News Releases

UWI launches state-of-the-art Technology Teaching Lab

For Release Upon Receipt - July 23, 2015

St. Augustine


ST. AUGUSTINE, Trinidad and Tobago.  July 21, 2015 – Earlier this month, Pro Vice-Chancellor and Campus Principal of The University of the West Indies (UWI) St. Augustine, Professor Clement Sankat commissioned a new Technology Laboratory at the campus’ Centre for Excellence in Teaching and Learning’s (CETL). Valued at TTD .5M, the lab marks an important step in the expansion of the campus’ Blended Learning Programme, which has been in pilot phase from 2012 to 2014.   

The CETL Technology Laboratory is a dynamic space that uses SMART technology and online tools as an avenue for lecturers to become familiar with cutting-edge technologies to enhance their teaching skills. Among the planned uses of the space are the introduction to new teaching and learning technologies, for example, the use of evaluation and feedback technologies such asPadlet and Poll Everywhere, podcasting software such as Screencast-o-matic, collaborative tools such as Twiddla and social media outlets like Pinterest.  

Lecturers will also be exposed to SMART and Digital Vision Touch Technology (DViT), a contemporary suite of interactive tools (hardware and software) that facilitate collaboration, learning and innovation. In so doing, lecturers will learn to use the SMART board that is not only a feature of the CETL Technology Laboratory, but is a feature of all tutorial rooms in the Teaching and Learning Complex (TLC). Training continues to be provided by CETL staff to assist lecturers in infusing technology into their teaching. 

Blended Learning involves leveraging the internet to afford each student a more personalized learning experience, meaning increased student control over the time, place, path, and/or pace of his or her learning. To accomplish the goal of blended course delivery as part of its curriculum, the Campus has employed the Replacement Model of Blended Learning. In this conception of blending, the goal is that a certain minimum percentage (45%) of a course will be mediated through technology, substituting for regular face-to-face course implementation. 

The implication of using the Replacement Model is that learning activities incorporated into the course must engage learners and facilitate their learning both within and beyond the four walls of the physical classroom. This therefore necessitates the re-conceptualisation and re-organisation of traditional face-to-face courses.

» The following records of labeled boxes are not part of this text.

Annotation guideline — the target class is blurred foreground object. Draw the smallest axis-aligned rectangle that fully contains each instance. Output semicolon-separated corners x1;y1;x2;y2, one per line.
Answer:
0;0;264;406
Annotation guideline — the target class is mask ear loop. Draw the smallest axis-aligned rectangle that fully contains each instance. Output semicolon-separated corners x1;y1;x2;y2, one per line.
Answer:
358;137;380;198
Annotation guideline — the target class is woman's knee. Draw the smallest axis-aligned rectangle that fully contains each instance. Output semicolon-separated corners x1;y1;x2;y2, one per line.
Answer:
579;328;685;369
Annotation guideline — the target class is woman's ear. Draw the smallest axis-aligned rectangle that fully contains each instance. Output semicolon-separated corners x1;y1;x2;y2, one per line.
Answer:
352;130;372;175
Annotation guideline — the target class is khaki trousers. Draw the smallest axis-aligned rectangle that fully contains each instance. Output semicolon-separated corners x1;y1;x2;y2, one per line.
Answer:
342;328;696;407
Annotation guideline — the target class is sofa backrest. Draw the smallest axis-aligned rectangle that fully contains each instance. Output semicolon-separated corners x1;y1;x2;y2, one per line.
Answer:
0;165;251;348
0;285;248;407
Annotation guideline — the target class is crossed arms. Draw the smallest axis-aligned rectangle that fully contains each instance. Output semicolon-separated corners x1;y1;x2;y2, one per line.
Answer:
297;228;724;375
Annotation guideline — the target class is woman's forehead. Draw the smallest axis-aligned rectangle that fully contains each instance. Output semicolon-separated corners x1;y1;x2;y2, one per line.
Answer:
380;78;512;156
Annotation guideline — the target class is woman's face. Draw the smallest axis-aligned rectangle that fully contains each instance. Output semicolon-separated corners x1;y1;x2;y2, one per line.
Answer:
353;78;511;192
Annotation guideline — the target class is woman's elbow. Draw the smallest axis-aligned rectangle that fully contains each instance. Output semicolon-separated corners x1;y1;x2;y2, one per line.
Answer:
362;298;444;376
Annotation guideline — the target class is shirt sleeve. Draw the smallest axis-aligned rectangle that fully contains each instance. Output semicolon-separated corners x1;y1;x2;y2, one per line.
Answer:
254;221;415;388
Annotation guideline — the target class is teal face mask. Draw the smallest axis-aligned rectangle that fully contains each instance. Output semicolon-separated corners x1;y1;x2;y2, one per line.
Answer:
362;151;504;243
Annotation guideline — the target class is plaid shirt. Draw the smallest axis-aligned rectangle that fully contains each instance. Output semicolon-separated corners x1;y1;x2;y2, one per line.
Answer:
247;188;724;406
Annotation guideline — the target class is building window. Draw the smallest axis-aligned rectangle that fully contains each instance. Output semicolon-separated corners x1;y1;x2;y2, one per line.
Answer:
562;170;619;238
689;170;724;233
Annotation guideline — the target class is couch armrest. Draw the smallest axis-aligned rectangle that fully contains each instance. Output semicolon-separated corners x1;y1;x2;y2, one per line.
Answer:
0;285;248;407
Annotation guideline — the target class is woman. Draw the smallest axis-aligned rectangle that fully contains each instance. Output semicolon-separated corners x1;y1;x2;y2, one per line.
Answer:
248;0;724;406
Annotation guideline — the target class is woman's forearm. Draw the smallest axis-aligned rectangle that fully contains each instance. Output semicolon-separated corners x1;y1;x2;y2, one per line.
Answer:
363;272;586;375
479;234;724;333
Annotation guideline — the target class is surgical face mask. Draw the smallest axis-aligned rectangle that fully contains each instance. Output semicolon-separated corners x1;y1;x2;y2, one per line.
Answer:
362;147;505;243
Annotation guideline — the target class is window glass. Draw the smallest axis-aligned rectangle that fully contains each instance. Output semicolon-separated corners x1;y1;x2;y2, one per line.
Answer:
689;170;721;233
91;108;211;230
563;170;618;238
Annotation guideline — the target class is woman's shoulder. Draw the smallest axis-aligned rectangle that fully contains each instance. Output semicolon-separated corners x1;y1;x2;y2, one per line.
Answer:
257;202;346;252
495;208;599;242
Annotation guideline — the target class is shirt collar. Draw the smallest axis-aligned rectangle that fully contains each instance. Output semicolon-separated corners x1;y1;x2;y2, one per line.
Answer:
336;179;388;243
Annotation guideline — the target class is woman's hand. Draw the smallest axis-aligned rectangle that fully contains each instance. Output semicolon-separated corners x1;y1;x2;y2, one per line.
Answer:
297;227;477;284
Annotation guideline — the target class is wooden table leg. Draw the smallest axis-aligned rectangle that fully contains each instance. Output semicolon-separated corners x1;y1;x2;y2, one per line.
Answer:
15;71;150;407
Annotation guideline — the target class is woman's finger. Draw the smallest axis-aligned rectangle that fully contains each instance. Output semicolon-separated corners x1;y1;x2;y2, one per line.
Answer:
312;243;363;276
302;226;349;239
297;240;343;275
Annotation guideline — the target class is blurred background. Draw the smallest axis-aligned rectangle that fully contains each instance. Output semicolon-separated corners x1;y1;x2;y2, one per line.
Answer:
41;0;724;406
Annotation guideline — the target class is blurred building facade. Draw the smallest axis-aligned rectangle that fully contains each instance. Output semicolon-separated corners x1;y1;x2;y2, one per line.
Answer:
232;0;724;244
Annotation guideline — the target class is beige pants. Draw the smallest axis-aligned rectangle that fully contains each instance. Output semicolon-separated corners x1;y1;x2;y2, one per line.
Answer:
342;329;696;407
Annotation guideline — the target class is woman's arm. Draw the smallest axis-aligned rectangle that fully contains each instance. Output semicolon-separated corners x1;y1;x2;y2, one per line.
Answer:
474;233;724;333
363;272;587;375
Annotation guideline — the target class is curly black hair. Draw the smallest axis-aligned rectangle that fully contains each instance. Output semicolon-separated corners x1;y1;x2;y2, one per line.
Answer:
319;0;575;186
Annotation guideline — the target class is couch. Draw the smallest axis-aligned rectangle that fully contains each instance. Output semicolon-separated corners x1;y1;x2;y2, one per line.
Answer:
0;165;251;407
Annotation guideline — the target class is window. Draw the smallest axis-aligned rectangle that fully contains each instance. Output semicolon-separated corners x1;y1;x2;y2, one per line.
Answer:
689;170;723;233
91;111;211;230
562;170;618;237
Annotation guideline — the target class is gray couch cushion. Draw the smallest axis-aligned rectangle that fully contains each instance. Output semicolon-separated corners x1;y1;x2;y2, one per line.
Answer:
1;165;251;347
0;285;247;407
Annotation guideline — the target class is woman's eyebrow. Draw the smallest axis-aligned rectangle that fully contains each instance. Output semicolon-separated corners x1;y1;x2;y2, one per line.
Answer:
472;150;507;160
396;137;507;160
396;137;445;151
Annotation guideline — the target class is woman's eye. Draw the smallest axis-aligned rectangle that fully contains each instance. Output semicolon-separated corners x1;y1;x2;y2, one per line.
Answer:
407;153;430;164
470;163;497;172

With the new lab, UWI lecturers and instructors will therefore have the requisite resources to meet the challenges of teaching digital natives using elements of their language. 

Campus teaching staff are expected to use the lab to effectively utilise the Campus’s learning management system, myeLearning, a derivative of the Moodle system, and also to use a variety of “cool tools” that will allow them to manipulate and diversify the learning landscape to entice and engage learners who need more visual and non-traditional methods to facilitate their learning. 

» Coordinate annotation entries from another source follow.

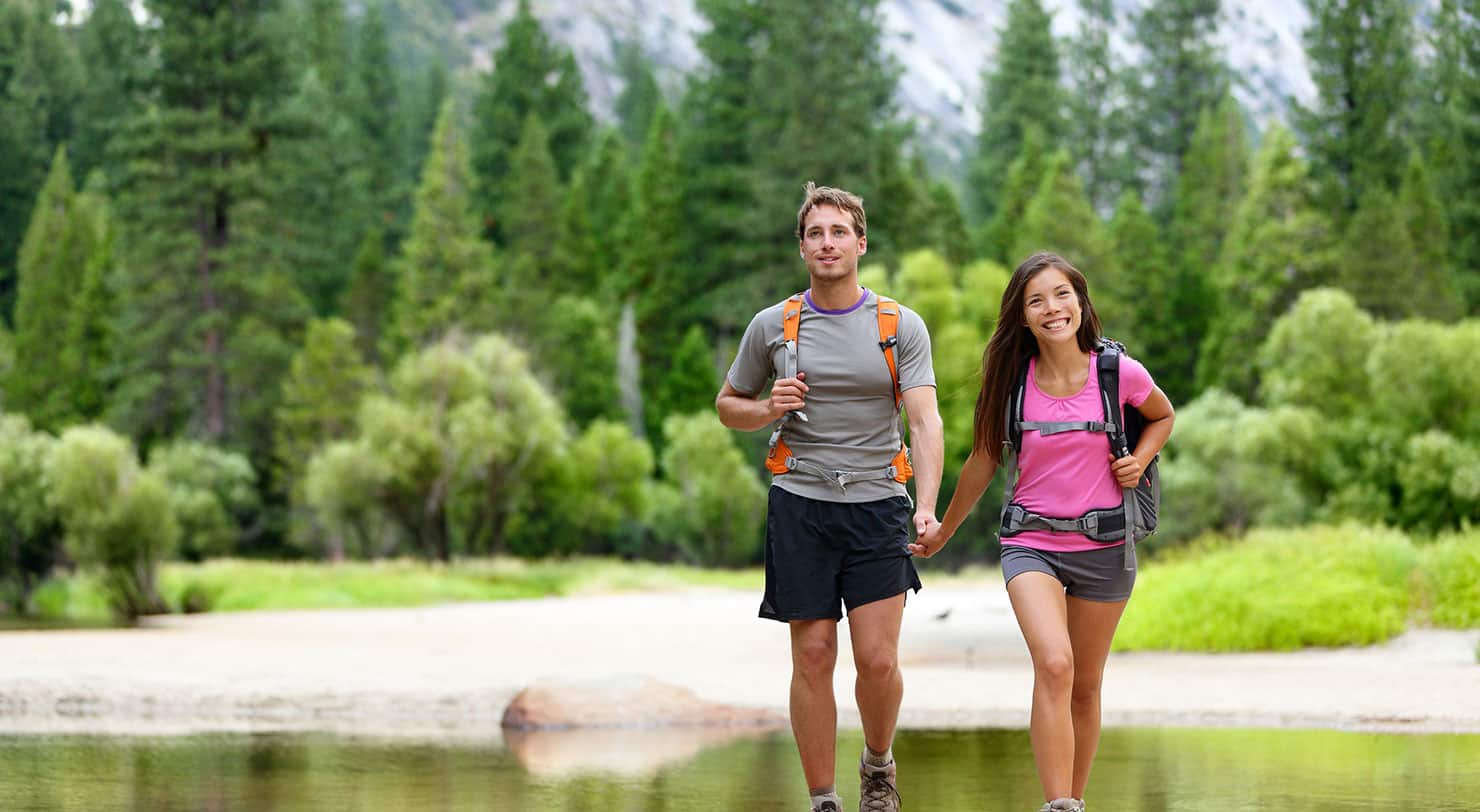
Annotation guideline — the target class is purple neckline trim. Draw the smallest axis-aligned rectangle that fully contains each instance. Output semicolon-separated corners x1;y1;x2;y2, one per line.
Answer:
804;288;869;315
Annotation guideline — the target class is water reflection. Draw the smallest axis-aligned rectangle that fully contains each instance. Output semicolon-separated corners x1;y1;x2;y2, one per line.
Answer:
0;729;1480;812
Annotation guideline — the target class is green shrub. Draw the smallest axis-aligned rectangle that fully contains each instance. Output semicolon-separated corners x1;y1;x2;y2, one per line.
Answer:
1114;525;1418;651
1418;530;1480;629
49;426;181;620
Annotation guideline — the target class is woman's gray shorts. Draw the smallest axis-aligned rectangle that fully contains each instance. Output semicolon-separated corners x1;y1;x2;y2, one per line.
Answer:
1002;544;1135;602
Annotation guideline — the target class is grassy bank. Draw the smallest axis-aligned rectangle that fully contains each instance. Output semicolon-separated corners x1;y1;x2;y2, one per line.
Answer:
34;559;761;623
1114;525;1480;651
14;525;1480;651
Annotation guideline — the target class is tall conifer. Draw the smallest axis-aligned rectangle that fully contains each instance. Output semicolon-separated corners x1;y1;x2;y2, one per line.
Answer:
971;0;1067;222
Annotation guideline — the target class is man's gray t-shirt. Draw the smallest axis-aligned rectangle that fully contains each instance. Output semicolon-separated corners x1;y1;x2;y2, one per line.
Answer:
728;290;935;501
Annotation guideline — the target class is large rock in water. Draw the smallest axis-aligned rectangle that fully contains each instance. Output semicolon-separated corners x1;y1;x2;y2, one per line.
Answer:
503;677;786;731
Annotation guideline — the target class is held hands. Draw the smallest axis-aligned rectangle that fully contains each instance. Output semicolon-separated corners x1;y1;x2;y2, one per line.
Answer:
1110;454;1146;488
768;373;807;420
907;512;950;558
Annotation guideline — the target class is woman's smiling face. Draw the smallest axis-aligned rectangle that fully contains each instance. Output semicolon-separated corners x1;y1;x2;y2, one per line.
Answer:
1023;268;1082;343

The Technology Lab will also facilitate training in the use of the upgraded campus’s learning management system to myeLearning 2.X which will be piloted in the 2015/2016 academic year. This is one of three components of the 2015/16 Blended Learning project. The others are a campus-wide survey to assess the current status of Blended Learning as engaged on the campus and a marked increase the number of Blended Learning courses and programmes on the campus. 

Academic departments are an integral part of the Blended Learning Programme thrust, and will be required to play specific supporting roles in terms of identifying those persons who are interested in and committed to blending their courses/programmes, and in identifying those programmes and courses that they wish to target for blended delivery. Department Heads will also have a role in allocating reduced teaching loads for those directly involved in the process of blended course conversion and delivery. 

The commissioning of the CETL Technology Laboratory and the launch of the 2015/16 Blended Learning Project signal in no uncertain terms that the future is here and The UWI St. Augustine Campus has taken the lead amongst Caribbean tertiary education institutions in facilitating teaching and learning with technology that mark a paradigmatic shift in 21st century tertiary education.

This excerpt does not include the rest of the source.